Mal’s father was a Shell Oil depot manager, so the family moved several times. He spent every summer at the Robertson family’s 400-acre farm, Spring Hills, nestled at the foot of the mountain sacred to the Yuin people.
“I just wanted to be there in that beautiful place,” Mal says. “I loved going there every year for a few weeks.”
In 1948, when Mal left school, his retired father bought Spring Hills. Mal married a Moruya lass, Elaine, and they had eight children. He couldn’t think of anywhere better than Spring Hills for his children to grow up.
The milk from the farm went to the cheese factory run by the Tilba Tilba Cooperative that formed around 1921. Much of the land was very steep and rocky so the small dairies weren’t prosperous. Nevertheless, it was “a particularly close-knit community because you delivered the milk to the factory every day”, Mal says. “So, you met every farmer practically every day, seven days a week.”
He learnt there were three major types of rainforest on Gulaga, several types of eucalyptus forests and a large and diverse range of plant communities. Some were different from anything else on the South Coast and not seen at that latitude anywhere else.
In the 1960s, Mal started advocating for greater protection for Gulaga. In 1966, the eastern side and the summit became the Mount Dromedary Flora Reserve. It was included in the Register of the National Trust and listed by the Australian Heritage Commission. The NSW government nominated the reserve for inclusion in the World Heritage List in 1986.
In 1989, the Forestry Commission of NSW (Forestry) began removing trees from Gulaga’s western side, which had been incorporated into the Bodalla State Forest in 1966. Indigenous and non-Indigenous locals were opposed to the logging.
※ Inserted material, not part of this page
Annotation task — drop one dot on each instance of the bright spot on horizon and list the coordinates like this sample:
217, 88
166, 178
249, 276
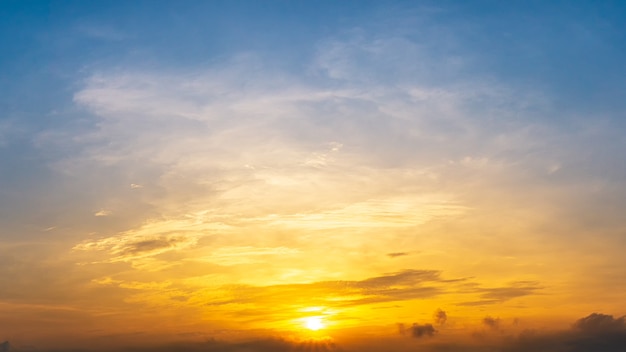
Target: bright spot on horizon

Indigenous women approached academic Deborah Bird Rose to put their case to Forestry.
Almost everybody in the area she spoke to told her to consult Mal, although he had tried to keep a low profile. Forestry accepted her two proposals, which were not to log the area but to work with the Indigenous community to jointly determine a boundary where logging was prohibited.
By that time, the farming community had changed. In 1972, the Tilba Tilba cheese factory closed, and its suppliers joined the Bega Cooperative. A tanker came daily to collect the milk, so farmers no longer met each other every day in town.
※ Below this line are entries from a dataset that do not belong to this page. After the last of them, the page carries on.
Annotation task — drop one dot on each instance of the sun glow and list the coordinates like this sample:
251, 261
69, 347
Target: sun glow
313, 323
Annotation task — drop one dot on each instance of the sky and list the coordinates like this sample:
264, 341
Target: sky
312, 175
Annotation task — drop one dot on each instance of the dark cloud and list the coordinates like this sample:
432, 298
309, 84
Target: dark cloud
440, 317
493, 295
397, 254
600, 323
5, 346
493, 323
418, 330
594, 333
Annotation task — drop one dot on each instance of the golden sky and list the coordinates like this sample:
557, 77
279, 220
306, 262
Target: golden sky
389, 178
In 1965, 38 dairy farms in the Tilba district produced 21,000 litres of milk daily. In 1975, there were only 16 dairy farms. By 1995, when Mal was around 65, there were just seven producing 9,000 litres every day.
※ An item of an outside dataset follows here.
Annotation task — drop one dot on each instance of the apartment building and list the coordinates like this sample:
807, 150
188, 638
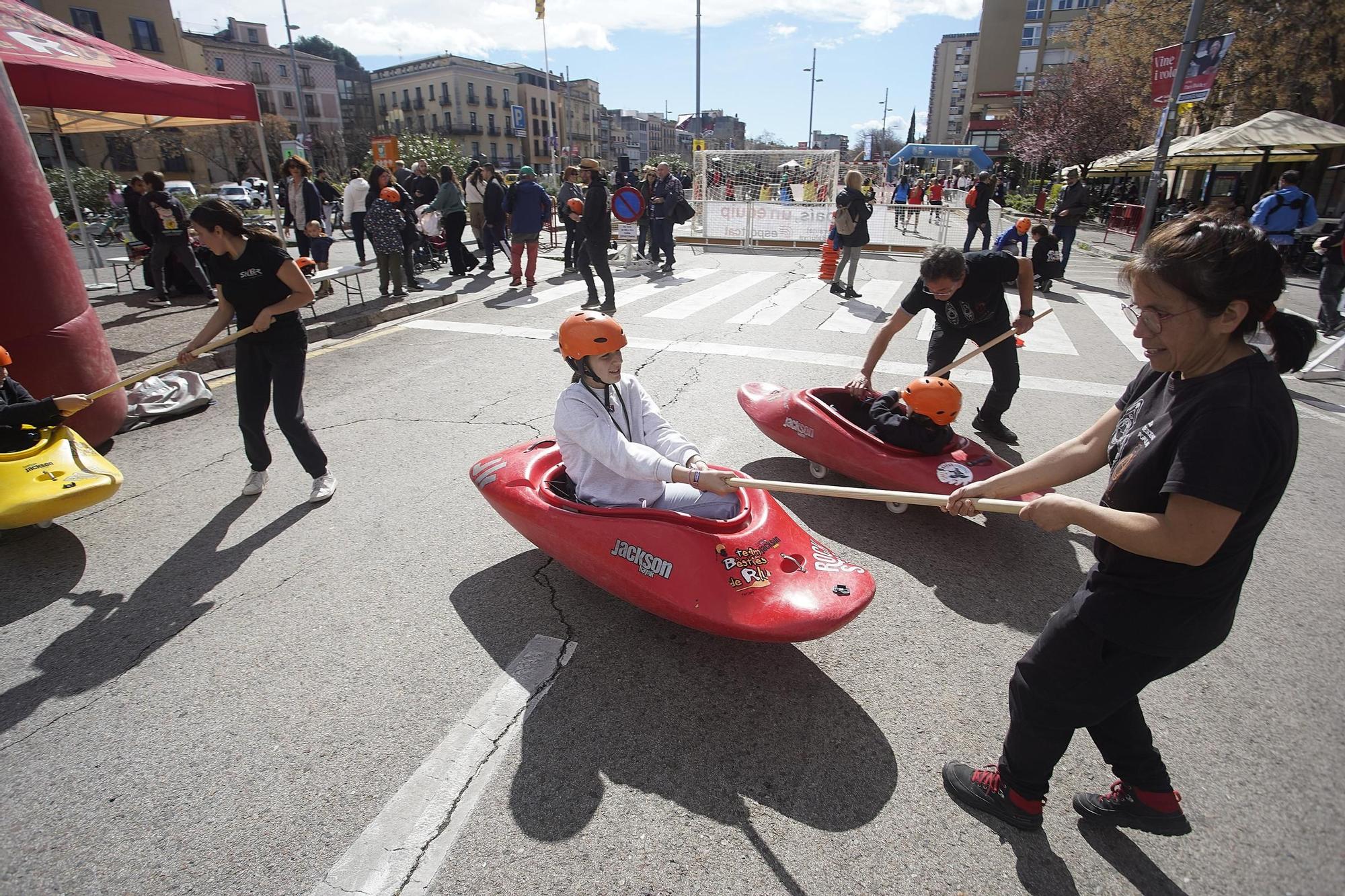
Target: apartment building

On the advice of agricultural scientists, he had moved from dairy to farming cattle for beef. Four years of drought left many cattle dead. His pastures became dust.
By 1990, he had 1300 acres, but only 300 were cleared. On most sides, he was bordered by national parks, state forests, wildlife preserves and Wallaga Lake.
Much as he had loved the cleared land as a lad, by 1990, he thought it was a shame that the land had ever been cleared. It yielded very little financial value and only supported the farmers for a period of 30 to 50 years.
Only three dairy farms remained when Mal was named Eurobodalla Citizen of the Year in 2015. His citation said he served on the Wallaga Lake Management Committee and the Forestry Commission of NSW for more than 20 years. He was on the Gulaga National Park Board of Management when the mountain was handed back to its traditional owners in 2006. He had actively promoted the protection of Gulaga for more than 50 years.
As a member of the Tilba Progress Association in the 1960s and 1970s he lobbied for Tilba to be registered by the National Trust for its historical architecture and landscape value.
Mal is now 94. He still talks about the days when every farm in the district was a dairy farm. His love for the precious landscape of the Tilba district endures today.